In summary
Democratic former House Speaker Nancy Pelosi still wants her old job back, telling a San Francisco forum: “I say this immodestly, but I want women to be immodest in this way: I’m a master legislator. Nobody wants to sit across the table from me.”
In downtown San Francisco today, House Minority Leader Nancy Pelosi reconfirmed—as she’s been saying for months—that she wants her old job back. Her bid seems to guarantee that regardless of which party emerges victorious in the November midterm elections, the favored contender to become Speaker of the House will be a Californian.
“I say this immodestly, but I want women to be immodest in this way: I’m a master legislator. Nobody wants to sit across the table from me,” she said at a lunchtime event sponsored by the Public Policy Institute of California. “I think I’m probably the best person for the job.”
Current GOP Speaker Rep. Paul Ryan is stepping down this fall, leaving the nation’s third-ranking political office open. His most likely replacements: either Republican House Majority Leader Rep. Kevin McCarthy from Bakersfield or Pelosi, who was speaker from 2007 to 2011—attaining the highest political office held by a woman in U.S. history.
And with polling and prognosticators predicting a political “blue wave” of anti-Trump fervor, the smart money may be on Pelosi.
Liberal, wealthy and from bluest San Francisco, Pelosi is a favorite foil of Republican candidates and strategists hoping to depict the Democratic Party as out of touch and dominated by effete, coastal elites. She’s been cast as a villain in political ads for many GOP candidates running for Congress, and a growing number of Democrats in close races have said they would not support her for speaker again, calling for the party to infuse itself with younger leaders. She has publicly signaled that she won’t press fellow Democrats for their support yet, declaring: “I say to candidates: Do whatever you have to do, just win, baby.”
But today Pelosi did her best to present her party as a high-minded, bipartisan-inclined, and pragmatic alternative to the status quo.
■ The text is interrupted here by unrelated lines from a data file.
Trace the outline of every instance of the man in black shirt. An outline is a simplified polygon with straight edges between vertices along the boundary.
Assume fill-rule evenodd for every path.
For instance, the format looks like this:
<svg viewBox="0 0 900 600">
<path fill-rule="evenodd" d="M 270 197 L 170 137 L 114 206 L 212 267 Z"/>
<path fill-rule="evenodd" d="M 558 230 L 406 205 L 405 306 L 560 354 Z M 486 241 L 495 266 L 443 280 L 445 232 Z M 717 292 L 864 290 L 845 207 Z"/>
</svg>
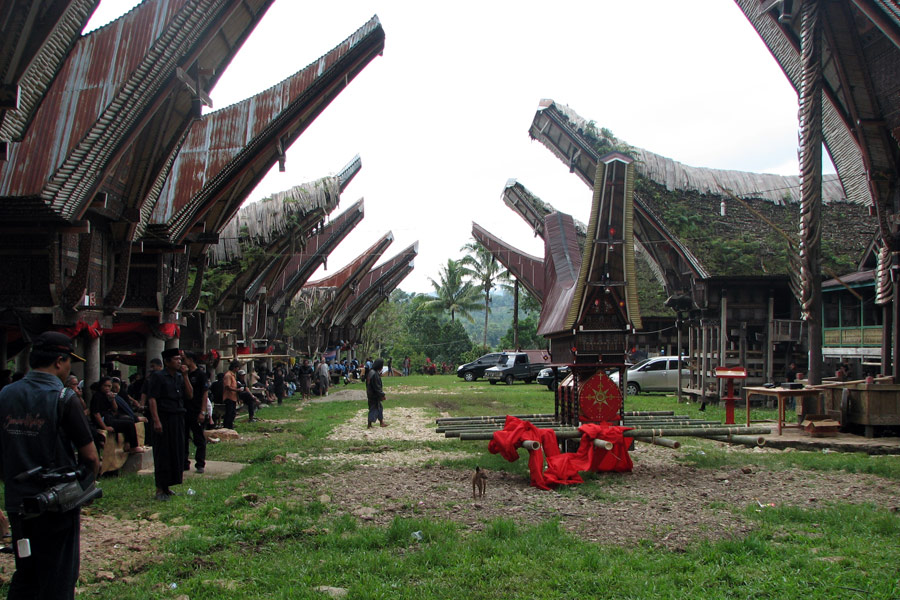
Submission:
<svg viewBox="0 0 900 600">
<path fill-rule="evenodd" d="M 100 470 L 81 402 L 63 390 L 72 361 L 83 360 L 68 336 L 43 333 L 32 344 L 32 370 L 0 391 L 0 466 L 16 549 L 8 598 L 75 597 L 81 510 L 47 511 L 25 519 L 23 499 L 47 485 L 17 476 L 35 467 L 74 469 L 79 463 L 94 477 Z"/>
<path fill-rule="evenodd" d="M 156 499 L 168 500 L 171 485 L 182 482 L 184 461 L 184 402 L 194 395 L 188 369 L 181 364 L 181 351 L 162 353 L 163 370 L 154 371 L 144 386 L 153 425 L 153 474 Z"/>
<path fill-rule="evenodd" d="M 190 439 L 194 438 L 194 446 L 197 453 L 194 455 L 194 468 L 198 473 L 206 470 L 206 436 L 203 431 L 206 426 L 206 399 L 209 395 L 209 380 L 206 372 L 197 366 L 197 355 L 193 352 L 184 353 L 184 364 L 188 368 L 188 379 L 191 382 L 194 394 L 189 400 L 185 400 L 184 413 L 184 470 L 191 468 L 188 460 L 190 453 Z"/>
</svg>

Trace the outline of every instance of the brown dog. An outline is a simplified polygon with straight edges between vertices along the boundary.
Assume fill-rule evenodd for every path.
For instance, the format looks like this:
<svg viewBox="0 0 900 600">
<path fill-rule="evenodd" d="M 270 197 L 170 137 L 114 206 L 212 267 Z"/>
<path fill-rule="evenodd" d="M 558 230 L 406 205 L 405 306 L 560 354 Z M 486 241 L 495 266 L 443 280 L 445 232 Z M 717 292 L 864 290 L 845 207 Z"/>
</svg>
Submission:
<svg viewBox="0 0 900 600">
<path fill-rule="evenodd" d="M 487 484 L 487 475 L 481 470 L 481 467 L 475 467 L 475 474 L 472 475 L 472 497 L 481 498 L 484 496 L 484 488 Z M 478 492 L 476 496 L 475 493 Z"/>
</svg>

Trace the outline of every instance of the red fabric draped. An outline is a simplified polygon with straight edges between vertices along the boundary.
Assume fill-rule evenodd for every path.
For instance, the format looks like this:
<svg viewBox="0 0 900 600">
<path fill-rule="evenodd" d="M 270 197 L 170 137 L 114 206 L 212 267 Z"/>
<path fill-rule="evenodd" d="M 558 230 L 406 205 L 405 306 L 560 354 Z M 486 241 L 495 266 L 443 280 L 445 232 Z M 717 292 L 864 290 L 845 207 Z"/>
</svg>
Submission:
<svg viewBox="0 0 900 600">
<path fill-rule="evenodd" d="M 64 333 L 70 338 L 74 338 L 78 336 L 82 331 L 86 331 L 88 337 L 92 340 L 97 339 L 101 335 L 103 335 L 103 328 L 100 326 L 100 321 L 94 321 L 92 324 L 88 325 L 84 321 L 78 321 L 75 323 L 75 327 L 62 327 L 59 332 Z"/>
<path fill-rule="evenodd" d="M 578 428 L 582 433 L 578 451 L 561 453 L 556 433 L 552 429 L 539 429 L 528 421 L 507 416 L 503 430 L 495 432 L 488 444 L 488 451 L 513 462 L 519 458 L 518 448 L 523 441 L 540 442 L 540 450 L 529 452 L 528 469 L 531 472 L 531 485 L 549 490 L 551 485 L 583 483 L 579 471 L 631 471 L 633 464 L 628 454 L 628 442 L 623 436 L 628 429 L 630 428 L 607 424 L 582 425 Z M 612 450 L 595 447 L 595 439 L 612 442 Z M 545 452 L 548 465 L 546 470 Z"/>
</svg>

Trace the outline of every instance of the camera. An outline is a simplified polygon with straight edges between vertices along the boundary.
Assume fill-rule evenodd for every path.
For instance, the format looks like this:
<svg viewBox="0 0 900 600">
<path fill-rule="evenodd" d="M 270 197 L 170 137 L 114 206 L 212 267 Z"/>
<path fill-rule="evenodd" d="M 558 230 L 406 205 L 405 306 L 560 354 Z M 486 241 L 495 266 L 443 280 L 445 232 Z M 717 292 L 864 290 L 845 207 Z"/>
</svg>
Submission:
<svg viewBox="0 0 900 600">
<path fill-rule="evenodd" d="M 93 472 L 84 467 L 50 470 L 35 467 L 17 475 L 16 480 L 34 481 L 47 486 L 43 492 L 22 498 L 25 518 L 37 517 L 45 512 L 67 512 L 103 496 Z"/>
</svg>

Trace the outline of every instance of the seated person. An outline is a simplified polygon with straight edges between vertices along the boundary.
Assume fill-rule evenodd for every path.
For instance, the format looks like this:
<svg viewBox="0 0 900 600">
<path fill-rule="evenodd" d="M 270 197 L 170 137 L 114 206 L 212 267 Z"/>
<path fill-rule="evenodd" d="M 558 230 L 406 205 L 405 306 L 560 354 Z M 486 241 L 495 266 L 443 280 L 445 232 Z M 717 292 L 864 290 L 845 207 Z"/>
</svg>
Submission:
<svg viewBox="0 0 900 600">
<path fill-rule="evenodd" d="M 98 430 L 121 433 L 128 446 L 127 452 L 134 454 L 144 451 L 137 443 L 135 420 L 119 408 L 112 391 L 112 379 L 107 376 L 101 377 L 97 382 L 97 391 L 91 398 L 91 417 Z"/>
</svg>

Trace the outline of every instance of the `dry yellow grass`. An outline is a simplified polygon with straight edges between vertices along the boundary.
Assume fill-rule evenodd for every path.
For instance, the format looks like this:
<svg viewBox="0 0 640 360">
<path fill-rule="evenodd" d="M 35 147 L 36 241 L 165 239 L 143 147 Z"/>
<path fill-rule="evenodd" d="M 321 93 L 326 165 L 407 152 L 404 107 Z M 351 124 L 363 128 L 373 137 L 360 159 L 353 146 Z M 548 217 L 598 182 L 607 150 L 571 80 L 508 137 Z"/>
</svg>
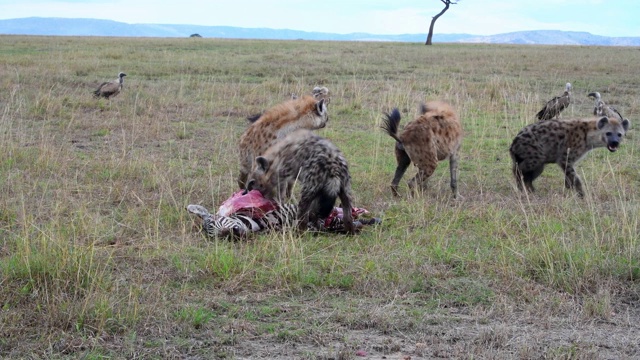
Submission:
<svg viewBox="0 0 640 360">
<path fill-rule="evenodd" d="M 633 129 L 637 48 L 0 36 L 0 58 L 2 357 L 640 355 L 635 130 L 578 165 L 585 200 L 553 167 L 519 196 L 508 155 L 566 82 L 563 117 L 599 91 Z M 118 71 L 123 92 L 93 98 Z M 383 224 L 204 238 L 184 207 L 235 190 L 245 117 L 316 85 L 319 133 Z M 434 99 L 465 130 L 462 199 L 446 163 L 395 199 L 382 113 Z"/>
</svg>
She quoted President Ronald Reagan and spoke favorably of President George W. Bush. She promised to protect Medicare, Medicaid, and the Affordable Care Act while decrying the “unfortunate” federal tax law changes. And she vowed to restore an environment of comity on Capitol Hill should the Democrats win the House and should she become its leader.
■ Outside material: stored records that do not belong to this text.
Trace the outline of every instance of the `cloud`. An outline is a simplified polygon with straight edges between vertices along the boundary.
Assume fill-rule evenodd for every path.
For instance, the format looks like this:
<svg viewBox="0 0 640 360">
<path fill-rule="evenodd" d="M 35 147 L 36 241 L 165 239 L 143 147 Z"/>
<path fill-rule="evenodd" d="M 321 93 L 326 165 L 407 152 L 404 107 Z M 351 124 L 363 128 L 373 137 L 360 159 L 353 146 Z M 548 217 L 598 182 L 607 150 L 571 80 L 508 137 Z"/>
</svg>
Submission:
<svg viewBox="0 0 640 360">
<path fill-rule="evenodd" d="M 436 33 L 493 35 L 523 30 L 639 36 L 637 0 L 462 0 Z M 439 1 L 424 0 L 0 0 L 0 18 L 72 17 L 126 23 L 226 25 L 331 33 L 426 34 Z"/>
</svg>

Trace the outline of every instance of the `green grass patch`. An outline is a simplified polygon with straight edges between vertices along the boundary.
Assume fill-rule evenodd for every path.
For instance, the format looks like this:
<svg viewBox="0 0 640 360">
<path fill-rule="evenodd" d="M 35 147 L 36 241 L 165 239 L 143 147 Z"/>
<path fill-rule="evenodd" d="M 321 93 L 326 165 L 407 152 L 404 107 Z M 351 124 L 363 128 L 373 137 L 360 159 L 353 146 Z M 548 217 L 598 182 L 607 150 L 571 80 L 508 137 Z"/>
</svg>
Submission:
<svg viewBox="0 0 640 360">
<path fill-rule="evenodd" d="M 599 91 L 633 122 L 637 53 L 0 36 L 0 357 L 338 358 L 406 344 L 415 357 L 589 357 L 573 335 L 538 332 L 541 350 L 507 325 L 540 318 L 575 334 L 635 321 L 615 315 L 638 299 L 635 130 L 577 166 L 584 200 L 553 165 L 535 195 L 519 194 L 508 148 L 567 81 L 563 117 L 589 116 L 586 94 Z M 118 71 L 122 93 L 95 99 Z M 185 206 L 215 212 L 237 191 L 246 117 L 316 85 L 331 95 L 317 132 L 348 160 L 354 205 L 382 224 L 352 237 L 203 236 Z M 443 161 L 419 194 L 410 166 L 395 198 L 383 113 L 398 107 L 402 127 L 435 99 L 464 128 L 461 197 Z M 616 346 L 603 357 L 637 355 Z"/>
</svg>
“What we will be about is not treating Republicans the way they treat us,” she said.
At the same time, she stepped back from the more controversial policy positions advanced by progressives within her party. She swatted down proposals to abolish the Immigrant and Customs Enforcement agency (“that’s probably popular here, but it isn’t what we should be doing as a nation”) and questioned the realism of moving to a national single-payer health insurance system, though she was careful not to dismiss the idea entirely. Earlier in the day, she said that impeaching the president should not be a political priority for the party.
Even if Democrats net the 23 necessary congressional districts needed to reclaim control of the House, Pelosi may not be a shoe-in to replace Ryan. As the Los Angeles Times reported in June, Democrats in many of California’s most competitive seats have been reluctant to endorse her.